Secondo il portavoce della Federazione, Tonino Aceti, sussistono forti differenze tra le Regioni nei tempi e nelle modalità di recepimento del Piano. Il rappresentante delle Federazione delinea quindi la strategia da adottare per fare fronte al problema delle malattie croniche

Nel 2020 si stima che le malattie croniche rappresenteranno l’80% di tutte le patologie nel mondo. Tali patologie impegnano il 70-80% delle risorse sanitarie a livello mondiale. In Europa sono responsabili dell’86% di tutti i decessi e di una spesa sanitaria annua valutabile in 700 miliardi di euro. Nel nostro Paese, al 2017, le persone che ne soffrono sono circa 24 milioni, per una spesa complessiva di quasi 67 miliardi di euro.

L’Italia ha un Piano nazionale cronicità da settembre 2016.Tuttavia – denunciala Federazione nazionale degli Ordini delle professioni infermieristiche (FNOPI) – solo sedici Regioni lo hanno recepito.

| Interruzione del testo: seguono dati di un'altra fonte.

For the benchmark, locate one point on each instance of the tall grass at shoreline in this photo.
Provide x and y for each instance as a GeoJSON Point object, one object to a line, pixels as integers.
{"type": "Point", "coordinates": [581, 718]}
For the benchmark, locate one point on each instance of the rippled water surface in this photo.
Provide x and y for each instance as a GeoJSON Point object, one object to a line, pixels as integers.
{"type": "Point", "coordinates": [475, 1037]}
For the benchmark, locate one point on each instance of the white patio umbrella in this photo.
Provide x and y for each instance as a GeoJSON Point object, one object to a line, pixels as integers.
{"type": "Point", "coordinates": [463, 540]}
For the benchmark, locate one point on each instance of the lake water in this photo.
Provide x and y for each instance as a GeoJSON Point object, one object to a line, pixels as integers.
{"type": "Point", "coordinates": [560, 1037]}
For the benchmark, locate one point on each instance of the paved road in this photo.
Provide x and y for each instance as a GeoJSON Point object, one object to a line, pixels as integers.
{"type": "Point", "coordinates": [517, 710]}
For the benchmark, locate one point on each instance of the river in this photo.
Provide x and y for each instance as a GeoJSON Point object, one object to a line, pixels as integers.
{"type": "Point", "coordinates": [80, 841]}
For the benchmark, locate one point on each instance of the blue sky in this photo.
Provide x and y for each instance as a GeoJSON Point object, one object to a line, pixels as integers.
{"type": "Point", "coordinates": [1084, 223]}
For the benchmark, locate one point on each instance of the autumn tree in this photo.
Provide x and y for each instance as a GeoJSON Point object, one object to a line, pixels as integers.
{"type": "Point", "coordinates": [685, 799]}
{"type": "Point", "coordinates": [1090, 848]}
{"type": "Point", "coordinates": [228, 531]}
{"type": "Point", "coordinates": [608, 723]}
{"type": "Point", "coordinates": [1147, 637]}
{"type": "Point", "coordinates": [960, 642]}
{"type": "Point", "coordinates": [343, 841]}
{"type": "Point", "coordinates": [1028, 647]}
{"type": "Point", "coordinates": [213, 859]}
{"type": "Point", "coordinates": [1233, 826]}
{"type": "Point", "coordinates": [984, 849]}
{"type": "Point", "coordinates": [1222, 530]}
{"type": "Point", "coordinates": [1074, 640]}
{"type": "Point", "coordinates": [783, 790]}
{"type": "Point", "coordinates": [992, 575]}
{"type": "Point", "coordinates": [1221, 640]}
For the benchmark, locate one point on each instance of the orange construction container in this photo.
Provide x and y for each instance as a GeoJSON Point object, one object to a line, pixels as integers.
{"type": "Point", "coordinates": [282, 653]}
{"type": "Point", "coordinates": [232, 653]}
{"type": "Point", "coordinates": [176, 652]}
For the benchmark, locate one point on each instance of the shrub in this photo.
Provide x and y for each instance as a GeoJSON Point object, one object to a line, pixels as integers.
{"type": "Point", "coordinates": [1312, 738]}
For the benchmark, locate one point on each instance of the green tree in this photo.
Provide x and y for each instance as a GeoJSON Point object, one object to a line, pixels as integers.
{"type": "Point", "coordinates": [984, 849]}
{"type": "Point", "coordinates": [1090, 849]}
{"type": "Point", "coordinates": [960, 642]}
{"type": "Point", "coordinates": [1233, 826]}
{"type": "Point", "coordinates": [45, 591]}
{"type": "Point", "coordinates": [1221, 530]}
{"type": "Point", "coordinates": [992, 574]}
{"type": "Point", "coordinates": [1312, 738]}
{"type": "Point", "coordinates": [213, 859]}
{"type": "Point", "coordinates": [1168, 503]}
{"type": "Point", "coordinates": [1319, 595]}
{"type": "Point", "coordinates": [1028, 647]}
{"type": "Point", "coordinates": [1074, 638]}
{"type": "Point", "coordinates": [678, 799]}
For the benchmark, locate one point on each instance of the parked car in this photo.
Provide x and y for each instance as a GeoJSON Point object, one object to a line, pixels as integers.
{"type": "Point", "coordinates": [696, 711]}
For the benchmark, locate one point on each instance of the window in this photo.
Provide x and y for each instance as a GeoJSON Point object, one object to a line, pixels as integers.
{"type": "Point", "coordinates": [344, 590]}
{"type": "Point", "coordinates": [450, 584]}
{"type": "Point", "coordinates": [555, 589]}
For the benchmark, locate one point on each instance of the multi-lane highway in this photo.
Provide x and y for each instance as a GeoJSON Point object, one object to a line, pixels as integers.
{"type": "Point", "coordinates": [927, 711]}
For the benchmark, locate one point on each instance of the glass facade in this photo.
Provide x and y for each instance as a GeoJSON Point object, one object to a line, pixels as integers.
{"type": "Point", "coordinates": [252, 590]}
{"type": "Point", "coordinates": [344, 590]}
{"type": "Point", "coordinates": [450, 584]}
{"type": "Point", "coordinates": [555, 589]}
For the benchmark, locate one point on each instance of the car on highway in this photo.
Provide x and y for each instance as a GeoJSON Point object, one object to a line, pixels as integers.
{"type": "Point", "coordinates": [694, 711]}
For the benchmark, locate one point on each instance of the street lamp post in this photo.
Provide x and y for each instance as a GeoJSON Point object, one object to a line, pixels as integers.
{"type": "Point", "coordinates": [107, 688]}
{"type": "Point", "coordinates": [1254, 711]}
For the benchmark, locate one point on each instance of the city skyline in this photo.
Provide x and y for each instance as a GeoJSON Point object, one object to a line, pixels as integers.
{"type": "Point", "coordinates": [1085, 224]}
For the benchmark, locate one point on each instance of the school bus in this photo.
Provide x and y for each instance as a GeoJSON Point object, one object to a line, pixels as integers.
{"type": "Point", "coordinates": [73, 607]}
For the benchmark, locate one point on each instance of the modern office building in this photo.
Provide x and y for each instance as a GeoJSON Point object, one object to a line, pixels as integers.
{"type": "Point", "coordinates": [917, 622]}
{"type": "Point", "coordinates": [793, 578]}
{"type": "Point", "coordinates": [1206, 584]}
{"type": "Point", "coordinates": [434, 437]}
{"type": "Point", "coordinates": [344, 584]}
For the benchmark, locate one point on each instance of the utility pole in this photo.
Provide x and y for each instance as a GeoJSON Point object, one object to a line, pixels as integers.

Cinque ancora non danno segnali di attenzione, mentre tra chi lo ha recepito solo quattro Regioni lo hanno fatto entro un anno.

Il portavoce della FNOPI, Tonino Aceti, ha effettuato un’analisi e una ricognizione sugli atti di recepimento

“La mancata/ritardata attuazione e/o l’attuazione a macchia di leopardo da parte delle Regioni, di leggi e/o atti di programmazione sanitaria nazionale già approvati –sottolinea Aceti – continua a rappresentare una tra le principali criticità dell’attuale governance del Servizio Sanitario Pubblico, che contribuisce a minare la fiducia dei cittadini nelle Istituzioni e ad aumentare le attuali disuguaglianze che già esistono tra le Regioni”.

Le differenze riguardano sia i tempi di recepimento (dai 2 mesi della Puglia ai 33 mesi della Calabria) che le modalità. Ci sono, infatti, recepimenti puramente formali come ad esempio quello del Molise e recepimenti più sostanziali con strategie e azioni puntuali per attuare concretamente i contenuti e il modello del Piano Nazionale della Cronicità. È il caso del Piemonte, dell’Umbria e del Veneto che lo ha recepito direttamente all’interno del proprio Piano sociosanitario regionale 2019-2023.

Secondo Aceti ad aggravare questa situazione si aggiungono anche le pesanti carenze di personale, con particolare riguardo a quello infermieristico. Tra carenze ordinarie e straordinarie di Quota 100 e pensionamenti ordinari in Campania mancheranno 8.580 infermieri, in Calabria 3.516, in Sardegna e Sicilia rispettivamente 2.740 e 8.034 unità.

Il portavoce FNOPI indica quindi le azioni prioritarie per fare fronte a tale situazione.

A partire dal rafforzamento del ruolo del ministero della Salute di sostegno, coordinamento, indirizzo, verifica dei Lea nei confronti delle Regioni. Il tutto anche garantendo la certezza dell’attuazione tempestiva e concreta, in tutto il territorio nazionale, delle decisioni assunte a livello nazionale anche con Accordi tra lo Stato e le Regioni-

Aceti afferma poi la necessità di riconoscere il recepimento e l’attuazione sostanziale del Piano Nazionale delle Cronicità da parte delle Regioni come vero e proprio “adempimento Lea” oggetto di verifica da parte del Comitato nazionale e come indicatore da introdurre e verificare nel nuovo “Sistema nazionale di garanzia dei Lea”, che entrerà in vigore probabilmente nel 2020.

E ancora, nell’analisi si evidenzia l’esigenza di valorizzare e mettere a sistema su tutto il territorio nazionale la figura dell’infermiere di famiglia e di comunità. Ciò al fine di garantire l’attuazione efficace e reale del Piano nazionale della cronicità e di portare nelle case delle persone il Servizio Sanitario Pubblico.

Tra le priorità figura anche la realizzazione e approvazione di un provvedimento nazionale che definisca gli standard qualitativi, strutturali, tecnologici dei servizi sanitari territoriali da garantire a tutti i cittadini in tutte le aree del Paese, nelle grandi città, nei piccoli centri, nelle aree interne più disagiate.

Infine – conclude Aceti – occorre  garantire gli incrementi del Fondo Sanitario nazionale per gli anni 2020 e 2021 così come previsto nell’ultima Legge di Bilancio e accelerare sul nuovo Patto per la Salute.